Il lui prit la main et la baisa doucement :

« Vous avez bien fait de ne pas venir. Tout s’est terminé d’une façon épouvantable. Vous lirez les journaux… Parlez-moi plutôt de vous. Qu’avez-vous fait ?

— Oh !… Moi… Je me suis ennuyée… J’ai lu… J’ai regardé la mer… »

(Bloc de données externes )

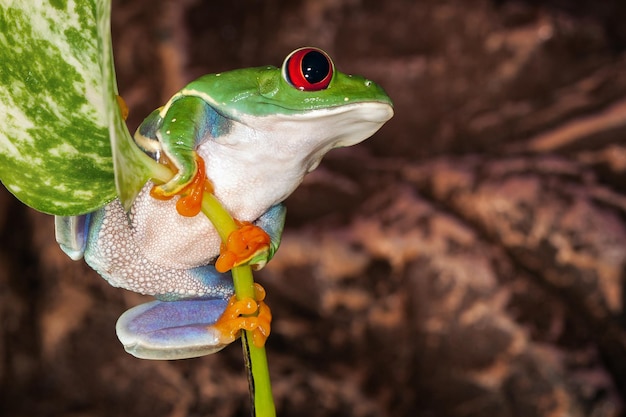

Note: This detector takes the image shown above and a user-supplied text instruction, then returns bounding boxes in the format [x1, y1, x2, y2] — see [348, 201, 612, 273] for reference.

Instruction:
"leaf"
[0, 0, 164, 215]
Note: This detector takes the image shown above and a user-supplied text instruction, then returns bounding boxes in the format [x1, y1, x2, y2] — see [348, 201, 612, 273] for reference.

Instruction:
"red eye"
[283, 48, 333, 91]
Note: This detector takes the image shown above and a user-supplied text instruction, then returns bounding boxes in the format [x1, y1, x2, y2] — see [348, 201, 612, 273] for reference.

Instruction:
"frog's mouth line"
[259, 101, 394, 124]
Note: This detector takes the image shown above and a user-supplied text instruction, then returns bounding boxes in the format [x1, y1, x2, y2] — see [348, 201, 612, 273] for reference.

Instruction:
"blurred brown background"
[0, 0, 626, 417]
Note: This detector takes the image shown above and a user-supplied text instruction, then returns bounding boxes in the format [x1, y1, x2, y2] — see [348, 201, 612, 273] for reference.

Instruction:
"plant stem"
[202, 192, 276, 417]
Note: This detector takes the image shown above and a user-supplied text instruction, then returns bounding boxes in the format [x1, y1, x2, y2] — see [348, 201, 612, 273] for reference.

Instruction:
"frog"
[55, 47, 393, 360]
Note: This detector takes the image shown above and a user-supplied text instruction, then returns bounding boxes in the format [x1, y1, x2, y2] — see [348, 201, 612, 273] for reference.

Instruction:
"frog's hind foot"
[214, 283, 272, 347]
[116, 299, 230, 360]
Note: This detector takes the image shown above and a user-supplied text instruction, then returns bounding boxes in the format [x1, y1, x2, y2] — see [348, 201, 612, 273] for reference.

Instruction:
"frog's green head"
[181, 47, 392, 120]
[180, 47, 393, 170]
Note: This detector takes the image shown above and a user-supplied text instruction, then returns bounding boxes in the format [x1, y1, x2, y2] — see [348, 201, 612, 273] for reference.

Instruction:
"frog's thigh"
[116, 299, 228, 360]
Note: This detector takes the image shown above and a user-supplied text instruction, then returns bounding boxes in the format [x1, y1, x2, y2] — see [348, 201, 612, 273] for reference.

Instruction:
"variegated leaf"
[0, 0, 162, 215]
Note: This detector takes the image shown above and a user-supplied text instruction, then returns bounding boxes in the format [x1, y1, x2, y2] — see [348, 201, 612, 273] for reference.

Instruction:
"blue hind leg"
[116, 299, 228, 359]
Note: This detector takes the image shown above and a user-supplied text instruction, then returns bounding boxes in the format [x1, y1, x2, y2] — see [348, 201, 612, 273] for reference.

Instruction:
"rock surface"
[0, 0, 626, 417]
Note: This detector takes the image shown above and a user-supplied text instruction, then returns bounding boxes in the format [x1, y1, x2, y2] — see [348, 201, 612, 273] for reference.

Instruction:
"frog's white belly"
[130, 103, 392, 268]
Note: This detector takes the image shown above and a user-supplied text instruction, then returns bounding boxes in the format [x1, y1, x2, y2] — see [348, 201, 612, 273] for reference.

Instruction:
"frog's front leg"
[151, 96, 211, 217]
[215, 204, 287, 272]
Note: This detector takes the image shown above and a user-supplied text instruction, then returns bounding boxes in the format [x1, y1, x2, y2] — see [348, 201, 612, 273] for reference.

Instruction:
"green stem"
[202, 192, 276, 417]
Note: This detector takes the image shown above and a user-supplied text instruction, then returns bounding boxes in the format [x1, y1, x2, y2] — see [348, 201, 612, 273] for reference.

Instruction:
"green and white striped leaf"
[0, 0, 167, 215]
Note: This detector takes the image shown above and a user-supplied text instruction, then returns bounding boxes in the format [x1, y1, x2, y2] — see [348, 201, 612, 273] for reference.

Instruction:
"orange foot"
[150, 154, 213, 217]
[215, 223, 270, 272]
[213, 283, 272, 347]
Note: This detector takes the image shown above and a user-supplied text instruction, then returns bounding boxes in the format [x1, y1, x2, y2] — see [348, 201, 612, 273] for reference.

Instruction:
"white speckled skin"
[85, 200, 233, 300]
[130, 103, 391, 268]
[57, 96, 393, 359]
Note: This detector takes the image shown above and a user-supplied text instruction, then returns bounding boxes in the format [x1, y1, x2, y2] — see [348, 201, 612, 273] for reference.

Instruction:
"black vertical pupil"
[302, 51, 330, 84]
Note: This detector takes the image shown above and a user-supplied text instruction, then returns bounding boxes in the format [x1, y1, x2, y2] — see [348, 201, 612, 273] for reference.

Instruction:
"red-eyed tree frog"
[56, 47, 393, 359]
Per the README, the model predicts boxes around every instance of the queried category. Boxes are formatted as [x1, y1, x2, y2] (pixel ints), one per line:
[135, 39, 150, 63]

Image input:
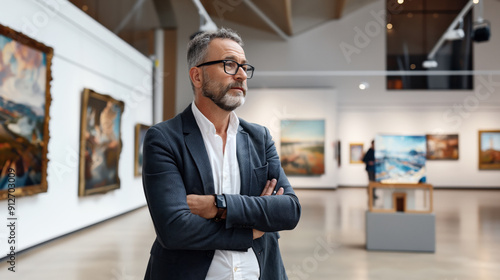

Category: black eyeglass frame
[196, 59, 255, 79]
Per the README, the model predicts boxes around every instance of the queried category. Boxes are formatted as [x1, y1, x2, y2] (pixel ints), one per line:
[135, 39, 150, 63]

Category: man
[143, 29, 301, 280]
[363, 140, 375, 182]
[363, 140, 378, 201]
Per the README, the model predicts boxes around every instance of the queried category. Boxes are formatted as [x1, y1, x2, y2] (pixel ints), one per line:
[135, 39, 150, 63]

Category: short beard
[201, 79, 246, 112]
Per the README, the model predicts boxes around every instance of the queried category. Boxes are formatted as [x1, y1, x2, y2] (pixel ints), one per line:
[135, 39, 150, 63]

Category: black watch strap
[214, 194, 227, 222]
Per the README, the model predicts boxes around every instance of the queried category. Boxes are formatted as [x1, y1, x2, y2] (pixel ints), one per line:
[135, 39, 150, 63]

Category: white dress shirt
[191, 102, 260, 280]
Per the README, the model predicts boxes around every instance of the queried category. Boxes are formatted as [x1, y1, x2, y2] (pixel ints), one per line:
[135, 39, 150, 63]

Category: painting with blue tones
[375, 135, 426, 184]
[0, 24, 53, 200]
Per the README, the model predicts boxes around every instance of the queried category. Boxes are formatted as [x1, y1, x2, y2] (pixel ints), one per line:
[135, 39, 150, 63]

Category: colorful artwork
[479, 130, 500, 169]
[78, 89, 124, 196]
[0, 25, 53, 199]
[426, 134, 458, 160]
[375, 135, 426, 184]
[281, 120, 325, 176]
[134, 123, 150, 176]
[349, 143, 364, 163]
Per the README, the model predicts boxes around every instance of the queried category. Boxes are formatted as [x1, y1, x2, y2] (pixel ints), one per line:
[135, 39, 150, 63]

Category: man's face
[201, 39, 247, 111]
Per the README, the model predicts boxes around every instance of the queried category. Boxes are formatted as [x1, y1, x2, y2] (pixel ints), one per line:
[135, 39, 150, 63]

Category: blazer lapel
[182, 105, 215, 194]
[236, 126, 252, 195]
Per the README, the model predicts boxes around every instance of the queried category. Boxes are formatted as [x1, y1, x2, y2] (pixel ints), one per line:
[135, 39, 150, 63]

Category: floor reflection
[280, 188, 500, 280]
[0, 188, 500, 280]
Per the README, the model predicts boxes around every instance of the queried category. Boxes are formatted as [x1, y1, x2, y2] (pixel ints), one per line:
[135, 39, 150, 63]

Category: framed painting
[426, 134, 458, 160]
[134, 123, 151, 177]
[349, 143, 364, 163]
[0, 24, 54, 199]
[281, 120, 325, 176]
[479, 130, 500, 170]
[78, 89, 124, 196]
[375, 135, 427, 184]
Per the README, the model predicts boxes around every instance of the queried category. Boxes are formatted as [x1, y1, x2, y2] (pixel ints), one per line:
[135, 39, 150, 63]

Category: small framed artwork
[281, 120, 325, 176]
[479, 130, 500, 169]
[349, 143, 363, 163]
[134, 123, 151, 177]
[426, 134, 458, 160]
[78, 89, 125, 196]
[0, 24, 54, 200]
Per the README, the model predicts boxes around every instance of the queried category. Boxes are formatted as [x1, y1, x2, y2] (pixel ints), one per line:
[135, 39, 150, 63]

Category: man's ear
[189, 67, 203, 88]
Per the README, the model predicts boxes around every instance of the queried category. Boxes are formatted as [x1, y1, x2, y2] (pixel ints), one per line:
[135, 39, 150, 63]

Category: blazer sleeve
[142, 127, 253, 250]
[224, 128, 301, 232]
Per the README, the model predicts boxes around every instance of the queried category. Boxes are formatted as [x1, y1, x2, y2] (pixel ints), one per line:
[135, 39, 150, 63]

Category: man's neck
[194, 98, 231, 135]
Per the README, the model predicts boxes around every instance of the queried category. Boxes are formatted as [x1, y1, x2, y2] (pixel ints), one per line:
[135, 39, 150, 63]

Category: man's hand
[187, 194, 218, 219]
[260, 179, 285, 196]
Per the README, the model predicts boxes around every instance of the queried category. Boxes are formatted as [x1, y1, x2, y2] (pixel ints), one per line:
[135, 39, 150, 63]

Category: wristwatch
[214, 194, 227, 222]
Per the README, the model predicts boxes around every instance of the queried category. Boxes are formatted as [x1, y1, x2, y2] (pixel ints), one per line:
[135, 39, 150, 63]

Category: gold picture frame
[134, 123, 151, 177]
[478, 130, 500, 170]
[78, 89, 125, 196]
[0, 24, 54, 199]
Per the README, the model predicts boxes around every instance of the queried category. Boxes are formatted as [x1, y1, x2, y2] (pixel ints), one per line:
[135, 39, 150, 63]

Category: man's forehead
[208, 38, 245, 60]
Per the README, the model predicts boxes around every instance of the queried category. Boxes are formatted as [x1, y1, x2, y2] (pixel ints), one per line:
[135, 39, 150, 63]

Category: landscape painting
[78, 89, 124, 196]
[0, 25, 53, 199]
[375, 135, 426, 184]
[479, 130, 500, 169]
[426, 134, 458, 160]
[281, 120, 325, 176]
[349, 143, 364, 163]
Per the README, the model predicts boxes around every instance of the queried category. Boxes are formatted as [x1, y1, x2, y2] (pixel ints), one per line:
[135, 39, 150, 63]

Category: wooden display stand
[368, 182, 433, 213]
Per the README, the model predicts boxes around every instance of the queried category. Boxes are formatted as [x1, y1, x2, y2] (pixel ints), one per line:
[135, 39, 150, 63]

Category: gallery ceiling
[70, 0, 376, 55]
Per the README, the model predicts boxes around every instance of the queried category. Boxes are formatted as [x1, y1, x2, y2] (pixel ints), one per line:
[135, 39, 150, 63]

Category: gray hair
[187, 27, 243, 69]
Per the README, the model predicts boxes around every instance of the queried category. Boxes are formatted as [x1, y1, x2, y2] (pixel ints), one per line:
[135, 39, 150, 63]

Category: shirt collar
[191, 101, 240, 135]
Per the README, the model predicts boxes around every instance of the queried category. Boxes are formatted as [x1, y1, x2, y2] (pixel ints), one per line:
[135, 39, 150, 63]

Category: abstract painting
[281, 120, 325, 176]
[479, 130, 500, 169]
[0, 25, 53, 199]
[78, 89, 124, 196]
[426, 134, 458, 160]
[375, 135, 426, 184]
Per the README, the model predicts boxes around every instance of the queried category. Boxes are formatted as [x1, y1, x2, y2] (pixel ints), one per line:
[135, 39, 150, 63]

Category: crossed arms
[143, 124, 300, 250]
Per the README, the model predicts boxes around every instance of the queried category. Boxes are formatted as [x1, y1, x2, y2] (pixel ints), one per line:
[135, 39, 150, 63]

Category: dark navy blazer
[143, 106, 301, 280]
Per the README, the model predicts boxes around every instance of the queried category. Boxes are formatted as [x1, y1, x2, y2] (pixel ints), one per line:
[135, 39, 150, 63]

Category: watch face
[216, 195, 226, 208]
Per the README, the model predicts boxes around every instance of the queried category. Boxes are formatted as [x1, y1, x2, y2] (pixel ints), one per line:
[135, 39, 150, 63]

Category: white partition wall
[0, 0, 152, 253]
[236, 89, 337, 188]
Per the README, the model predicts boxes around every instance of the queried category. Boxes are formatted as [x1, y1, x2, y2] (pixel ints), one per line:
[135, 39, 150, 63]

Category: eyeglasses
[196, 59, 255, 79]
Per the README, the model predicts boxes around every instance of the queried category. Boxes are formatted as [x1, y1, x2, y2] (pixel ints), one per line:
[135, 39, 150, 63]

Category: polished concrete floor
[0, 188, 500, 280]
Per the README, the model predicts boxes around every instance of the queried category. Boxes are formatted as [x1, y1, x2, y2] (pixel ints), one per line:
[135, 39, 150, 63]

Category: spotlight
[359, 82, 370, 90]
[422, 60, 437, 68]
[445, 29, 465, 41]
[473, 20, 491, 42]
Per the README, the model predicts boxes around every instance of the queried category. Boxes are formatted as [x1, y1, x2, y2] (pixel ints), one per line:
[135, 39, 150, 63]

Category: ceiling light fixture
[359, 82, 370, 90]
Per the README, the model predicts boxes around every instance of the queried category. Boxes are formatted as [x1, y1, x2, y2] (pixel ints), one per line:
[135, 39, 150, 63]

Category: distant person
[363, 140, 377, 200]
[363, 140, 375, 182]
[363, 140, 375, 182]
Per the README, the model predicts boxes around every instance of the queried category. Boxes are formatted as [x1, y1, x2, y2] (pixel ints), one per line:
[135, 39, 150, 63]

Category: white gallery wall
[0, 0, 152, 256]
[172, 0, 500, 187]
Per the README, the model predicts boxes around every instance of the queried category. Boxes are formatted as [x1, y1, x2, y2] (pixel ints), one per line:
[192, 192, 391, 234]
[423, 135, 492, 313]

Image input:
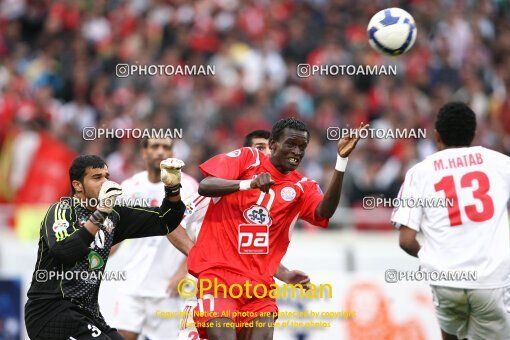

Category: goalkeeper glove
[97, 181, 122, 214]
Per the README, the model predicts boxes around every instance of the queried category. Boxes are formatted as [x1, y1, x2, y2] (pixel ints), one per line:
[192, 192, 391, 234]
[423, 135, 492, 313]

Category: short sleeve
[391, 168, 423, 231]
[200, 147, 262, 179]
[300, 181, 329, 228]
[181, 194, 211, 242]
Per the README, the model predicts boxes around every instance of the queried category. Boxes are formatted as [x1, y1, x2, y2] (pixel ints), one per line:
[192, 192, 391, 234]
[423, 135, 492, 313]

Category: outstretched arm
[198, 173, 274, 197]
[315, 123, 368, 218]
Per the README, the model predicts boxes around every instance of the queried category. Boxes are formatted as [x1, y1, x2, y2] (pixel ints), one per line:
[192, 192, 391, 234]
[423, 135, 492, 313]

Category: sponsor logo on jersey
[237, 224, 269, 254]
[243, 205, 273, 226]
[103, 217, 115, 234]
[227, 149, 241, 158]
[280, 187, 296, 202]
[87, 250, 104, 270]
[53, 220, 69, 233]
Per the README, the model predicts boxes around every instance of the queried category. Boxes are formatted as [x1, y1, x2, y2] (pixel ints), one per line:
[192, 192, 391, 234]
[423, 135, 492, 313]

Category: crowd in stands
[0, 0, 510, 209]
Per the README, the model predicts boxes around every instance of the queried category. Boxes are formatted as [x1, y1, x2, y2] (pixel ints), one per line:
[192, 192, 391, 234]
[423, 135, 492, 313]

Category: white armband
[335, 155, 349, 172]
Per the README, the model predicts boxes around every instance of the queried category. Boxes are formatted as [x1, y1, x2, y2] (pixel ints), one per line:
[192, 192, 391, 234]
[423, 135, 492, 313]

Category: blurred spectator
[0, 0, 510, 226]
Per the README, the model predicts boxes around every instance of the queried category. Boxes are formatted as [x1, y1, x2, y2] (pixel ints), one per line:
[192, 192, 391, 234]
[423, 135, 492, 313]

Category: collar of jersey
[262, 157, 300, 181]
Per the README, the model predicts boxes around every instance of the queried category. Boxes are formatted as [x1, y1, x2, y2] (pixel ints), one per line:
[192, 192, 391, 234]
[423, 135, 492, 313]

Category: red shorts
[193, 268, 278, 339]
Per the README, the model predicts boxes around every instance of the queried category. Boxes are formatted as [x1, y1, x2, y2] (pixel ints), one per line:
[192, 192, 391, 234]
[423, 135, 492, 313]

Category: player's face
[251, 138, 271, 156]
[82, 166, 110, 198]
[269, 128, 308, 174]
[142, 138, 173, 171]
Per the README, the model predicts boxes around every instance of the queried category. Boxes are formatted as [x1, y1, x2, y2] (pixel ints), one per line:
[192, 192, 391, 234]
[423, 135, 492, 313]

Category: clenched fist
[159, 158, 184, 187]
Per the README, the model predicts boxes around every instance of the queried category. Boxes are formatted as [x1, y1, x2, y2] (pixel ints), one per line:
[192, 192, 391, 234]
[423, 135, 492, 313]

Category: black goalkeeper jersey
[25, 199, 185, 335]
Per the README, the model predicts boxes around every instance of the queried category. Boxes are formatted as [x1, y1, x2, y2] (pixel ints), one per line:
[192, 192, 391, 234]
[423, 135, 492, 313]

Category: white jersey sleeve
[391, 166, 423, 231]
[392, 147, 510, 289]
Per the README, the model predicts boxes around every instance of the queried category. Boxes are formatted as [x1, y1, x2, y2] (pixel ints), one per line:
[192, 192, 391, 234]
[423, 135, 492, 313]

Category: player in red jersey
[188, 118, 368, 340]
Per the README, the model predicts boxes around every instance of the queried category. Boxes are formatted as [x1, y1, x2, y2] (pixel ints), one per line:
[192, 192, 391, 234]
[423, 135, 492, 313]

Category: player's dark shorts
[25, 301, 123, 340]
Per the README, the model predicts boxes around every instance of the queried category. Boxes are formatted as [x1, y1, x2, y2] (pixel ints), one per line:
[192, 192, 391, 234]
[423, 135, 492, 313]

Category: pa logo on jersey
[280, 187, 296, 202]
[237, 224, 269, 254]
[243, 205, 273, 227]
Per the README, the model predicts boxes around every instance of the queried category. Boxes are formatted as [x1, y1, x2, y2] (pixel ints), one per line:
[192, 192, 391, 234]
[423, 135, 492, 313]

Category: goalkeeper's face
[77, 166, 110, 198]
[142, 138, 173, 173]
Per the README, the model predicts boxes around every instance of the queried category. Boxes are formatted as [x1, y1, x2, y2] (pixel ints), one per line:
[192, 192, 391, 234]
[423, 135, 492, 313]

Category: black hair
[142, 137, 149, 149]
[271, 117, 310, 141]
[435, 102, 476, 146]
[243, 130, 271, 146]
[69, 155, 106, 194]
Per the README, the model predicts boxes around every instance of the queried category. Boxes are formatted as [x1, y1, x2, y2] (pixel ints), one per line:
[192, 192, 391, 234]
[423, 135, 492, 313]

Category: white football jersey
[121, 171, 198, 297]
[391, 146, 510, 289]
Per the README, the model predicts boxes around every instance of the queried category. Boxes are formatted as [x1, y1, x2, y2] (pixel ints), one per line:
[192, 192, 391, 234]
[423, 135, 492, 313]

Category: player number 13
[434, 171, 494, 227]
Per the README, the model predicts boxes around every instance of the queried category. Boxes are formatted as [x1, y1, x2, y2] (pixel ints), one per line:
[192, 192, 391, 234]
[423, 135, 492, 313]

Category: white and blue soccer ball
[367, 7, 416, 55]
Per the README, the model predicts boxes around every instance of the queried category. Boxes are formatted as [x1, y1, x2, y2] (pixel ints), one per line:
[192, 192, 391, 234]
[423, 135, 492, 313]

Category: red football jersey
[188, 147, 329, 284]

Il gardait sa main dans la sienne. Elle était avec lui comme un enfant et, pourtant, elle était et resterait jusqu’à la fin des temps, tant que les hommes auraient une mémoire, la plus belle femme du monde. Il la connaissait depuis cinq ans déjà et faisait tout pour qu’elle ne lui échappe pas, la comblant de cadeaux qui la laissaient indifférente, envoyant un avion la chercher au bout de la terre, pour qu’elle revienne à bord. Au début, Lena avait manifesté de l’humeur. Puis elle s’était habituée, considérant à son tour la Deemount non plus comme une personne vivante, mais comme une légende prisonnière d’un argonaute. Pas une rivale, un mythe. Il est vrai que les relations de Socrate et de la Deemount se situaient à un niveau que n’aurait pu comprendre l’homme de la rue. Il l’avait aperçue à New York, à la fin de la guerre, alors qu’elle sortait de son hôtel pour s’engouffrer dans une voiture. Ce jour-là, il s’était juré de l’approcher, de la conquérir et de la garder captive. Il avait appris qu’elle gardait un appartement à l’année au Waldorf, où elle séjournait entre deux vagabondages. À prix d’or, il avait loué la résidence contiguë à la sienne, au dernier étage de la plus haute tour du palace. Fiévreusement, il avait consulté le Prophète pour savoir à quel moment il avait le plus de chances de ne pas se faire éconduire en l’abordant.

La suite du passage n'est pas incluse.